By the time I left university I had learned that being putty in people’s hands made me unhappy. I was full of feelings, desires and opinions, and longed to voice them. I felt, dimly, that I was a person, that I would be a person one day, and I began writing again, something which had made me happy as a child. Writing became my way out of the dark forest of non-being. In this new world away from home, I tried to find the answer to the question, what kind of woman would I be, if not like mum, who I still adored? In some ways I am still finding out, at every work meeting, at every social meal, every time someone asks me a favour. Must I say ‘Yes’?

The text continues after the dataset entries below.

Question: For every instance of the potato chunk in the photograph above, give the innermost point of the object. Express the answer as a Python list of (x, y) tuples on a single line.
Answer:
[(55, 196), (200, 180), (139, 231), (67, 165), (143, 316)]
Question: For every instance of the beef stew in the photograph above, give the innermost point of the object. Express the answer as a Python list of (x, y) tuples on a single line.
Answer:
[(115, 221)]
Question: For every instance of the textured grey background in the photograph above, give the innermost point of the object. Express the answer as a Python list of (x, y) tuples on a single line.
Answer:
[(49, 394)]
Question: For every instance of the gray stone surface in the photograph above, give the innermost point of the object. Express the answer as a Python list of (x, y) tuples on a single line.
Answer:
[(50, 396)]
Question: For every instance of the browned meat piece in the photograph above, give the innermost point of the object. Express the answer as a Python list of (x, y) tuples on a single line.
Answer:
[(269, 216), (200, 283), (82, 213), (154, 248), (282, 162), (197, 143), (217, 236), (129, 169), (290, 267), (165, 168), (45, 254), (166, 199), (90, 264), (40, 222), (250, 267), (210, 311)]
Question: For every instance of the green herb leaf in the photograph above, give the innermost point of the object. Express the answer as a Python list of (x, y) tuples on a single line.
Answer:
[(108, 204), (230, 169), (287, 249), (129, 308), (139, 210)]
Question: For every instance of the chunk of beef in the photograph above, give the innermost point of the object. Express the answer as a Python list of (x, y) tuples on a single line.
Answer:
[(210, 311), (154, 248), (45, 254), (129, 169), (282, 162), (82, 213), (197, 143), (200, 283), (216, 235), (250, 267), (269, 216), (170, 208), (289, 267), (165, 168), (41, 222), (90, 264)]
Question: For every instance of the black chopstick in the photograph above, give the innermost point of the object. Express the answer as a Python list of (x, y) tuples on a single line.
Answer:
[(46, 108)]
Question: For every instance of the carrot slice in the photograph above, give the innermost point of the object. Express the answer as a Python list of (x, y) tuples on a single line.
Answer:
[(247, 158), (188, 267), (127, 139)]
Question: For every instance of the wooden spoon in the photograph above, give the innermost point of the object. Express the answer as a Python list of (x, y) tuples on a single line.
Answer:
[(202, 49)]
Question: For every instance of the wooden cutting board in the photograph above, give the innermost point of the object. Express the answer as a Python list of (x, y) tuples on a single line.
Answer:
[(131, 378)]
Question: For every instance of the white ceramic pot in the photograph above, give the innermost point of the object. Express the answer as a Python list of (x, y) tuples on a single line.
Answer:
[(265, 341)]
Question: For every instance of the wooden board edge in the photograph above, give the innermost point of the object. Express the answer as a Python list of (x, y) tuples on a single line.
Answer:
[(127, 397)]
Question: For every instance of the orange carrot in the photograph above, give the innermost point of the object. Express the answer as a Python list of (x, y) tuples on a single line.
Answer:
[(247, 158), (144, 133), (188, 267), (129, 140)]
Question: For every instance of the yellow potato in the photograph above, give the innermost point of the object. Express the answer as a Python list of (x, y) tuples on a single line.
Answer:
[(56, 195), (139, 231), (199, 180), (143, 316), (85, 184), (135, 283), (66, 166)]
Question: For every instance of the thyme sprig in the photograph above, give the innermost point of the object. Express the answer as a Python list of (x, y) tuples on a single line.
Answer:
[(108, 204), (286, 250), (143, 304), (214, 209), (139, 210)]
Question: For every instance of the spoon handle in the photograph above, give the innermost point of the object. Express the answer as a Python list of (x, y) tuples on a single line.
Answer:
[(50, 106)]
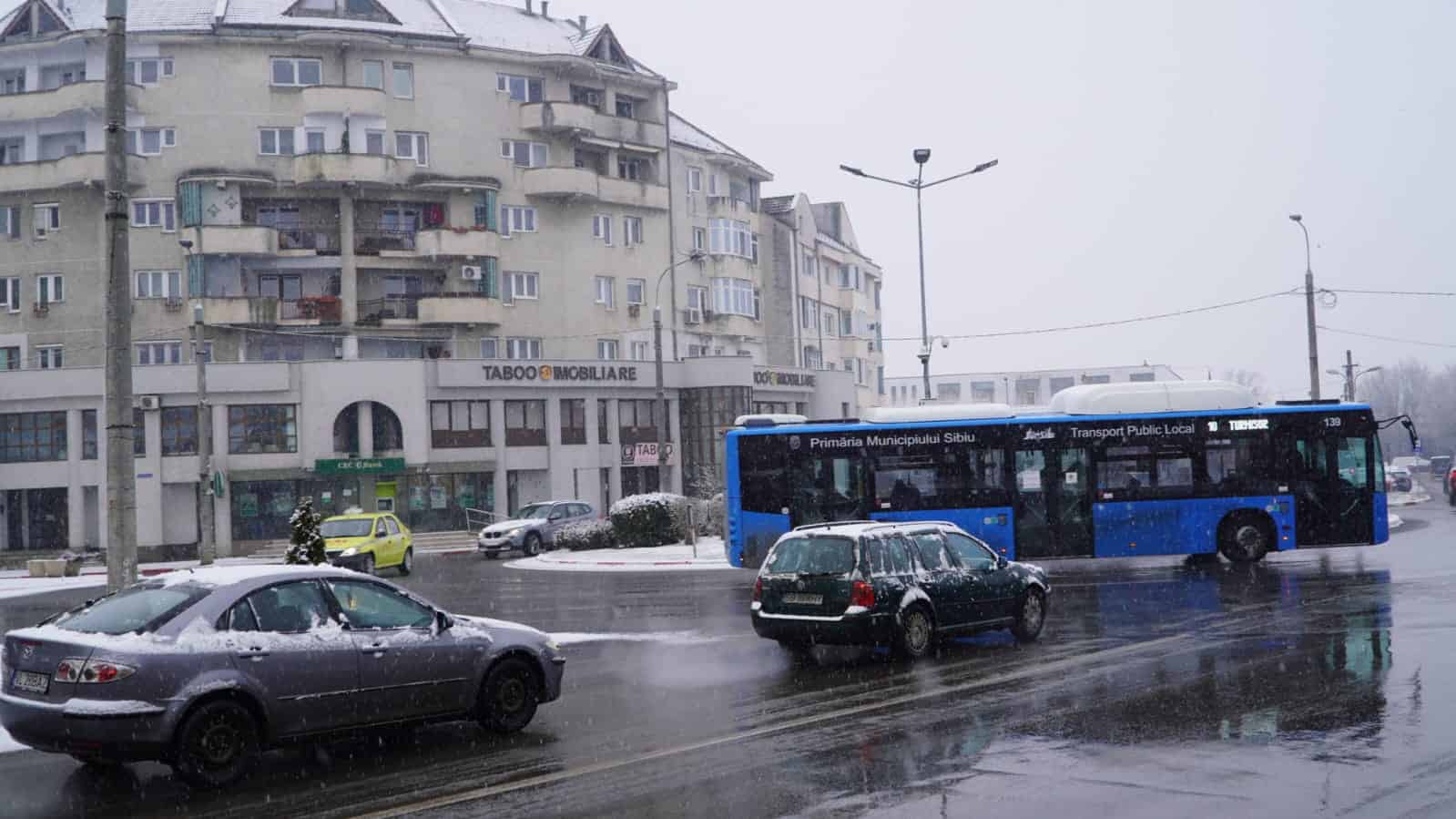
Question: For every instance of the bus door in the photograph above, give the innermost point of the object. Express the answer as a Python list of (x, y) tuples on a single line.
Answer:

This is not a simple question of applying the pleasure principle, ie asking what would make me happiest at that split second. Because actually, certain kinds of helping others make you happier in the long run. I have been teaching writing for 25 years, and as long as my own work is getting done, there is a deep sense of fulfilment in encouraging other writers.

My father didn’t want my mother to work. Maybe I married late (34) because I didn’t a trust a man not to stop me working, and I loved writing, loved having the opportunity to let my real self run out into a wide white space where I had to curry favour with no one. The page feels so much freer than the enclosures of the nuclear family. I can explore all sides of questions: Blood examines how to deal with violence by the state, by terrorists and in the family, and how, in the era of MeToo, women can be themselves.

With parents who failed to love her, my larger-than-life Monica has to be monumentally selfish to survive. But we wouldn’t like her, or love her, if that was all there was to her. At the climax of the book, when it comes to the well-being of the troubled kids she teaches, she puts self-interest aside and throws everything into a fight to save their lives.